After sending the pictures of our meeting to our cousin in Sochi, Russia, she wrote, “I was very excited to look at the photos of your meeting with Shmuel’s family. I will tell you honestly, I was upset that I was not with you at that moment.” She added, “How I want to find the Roytmans!” That discovery will connect our final link of the family of seven children from my great-grandparents who married in Chudnov, Ukraine, on October 30, 1863.

About our meeting, Yury wrote, “It was really amazing seeing you and Arnie today. My mother was so happy as well. It meant a lot to her. I think she’s still in disbelief seeing her mother’s and grandmother’s letters.

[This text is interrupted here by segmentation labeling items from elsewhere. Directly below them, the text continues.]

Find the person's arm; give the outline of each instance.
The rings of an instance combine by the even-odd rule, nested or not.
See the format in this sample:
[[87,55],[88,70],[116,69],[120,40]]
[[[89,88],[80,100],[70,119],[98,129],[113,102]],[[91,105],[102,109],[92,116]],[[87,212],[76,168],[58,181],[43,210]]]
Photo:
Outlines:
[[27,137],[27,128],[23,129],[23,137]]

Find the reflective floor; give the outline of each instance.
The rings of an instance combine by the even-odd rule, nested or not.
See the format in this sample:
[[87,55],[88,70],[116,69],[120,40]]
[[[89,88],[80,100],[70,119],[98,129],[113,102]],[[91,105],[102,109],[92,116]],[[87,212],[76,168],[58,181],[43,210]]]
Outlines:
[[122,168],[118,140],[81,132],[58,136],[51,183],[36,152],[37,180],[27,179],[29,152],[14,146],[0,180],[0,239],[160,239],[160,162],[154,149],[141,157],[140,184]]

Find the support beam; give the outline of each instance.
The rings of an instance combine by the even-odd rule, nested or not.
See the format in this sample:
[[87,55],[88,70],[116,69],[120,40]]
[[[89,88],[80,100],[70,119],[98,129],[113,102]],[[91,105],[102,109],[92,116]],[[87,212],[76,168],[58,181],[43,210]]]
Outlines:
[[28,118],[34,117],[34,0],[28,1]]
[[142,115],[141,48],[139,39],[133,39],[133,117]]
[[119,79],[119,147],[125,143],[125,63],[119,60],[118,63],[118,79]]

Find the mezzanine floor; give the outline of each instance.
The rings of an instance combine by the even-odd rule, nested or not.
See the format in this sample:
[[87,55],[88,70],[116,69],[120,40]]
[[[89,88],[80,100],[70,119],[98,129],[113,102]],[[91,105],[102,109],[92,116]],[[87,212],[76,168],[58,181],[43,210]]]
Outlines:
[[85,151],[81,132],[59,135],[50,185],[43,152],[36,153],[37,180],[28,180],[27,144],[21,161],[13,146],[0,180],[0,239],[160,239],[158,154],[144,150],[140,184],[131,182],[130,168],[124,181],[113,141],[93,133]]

“I realized we have something very important in common that is directly responsible for us finding each other. When you were explaining to Roman how you got so interested in your ancestry, you said it was because you felt something missing since you did not get to meet any of your grandparents. I have had the same empty feeling since I was a child because I did not get to see any of my grandparents either. That void left by our grandparents resulted in a lifelong interest and research. Thank you for being so welcoming and thank you for filling part of that void today.”

I could not help but reply, “Yury, I’m filled with emotion. I know we only met today but I love you all so much. The letters, our family history, being together … it’s a miracle. May we share many happy times. There must be dancing going on in heaven. Maybe that’s what the thunderstorm is about!;-).”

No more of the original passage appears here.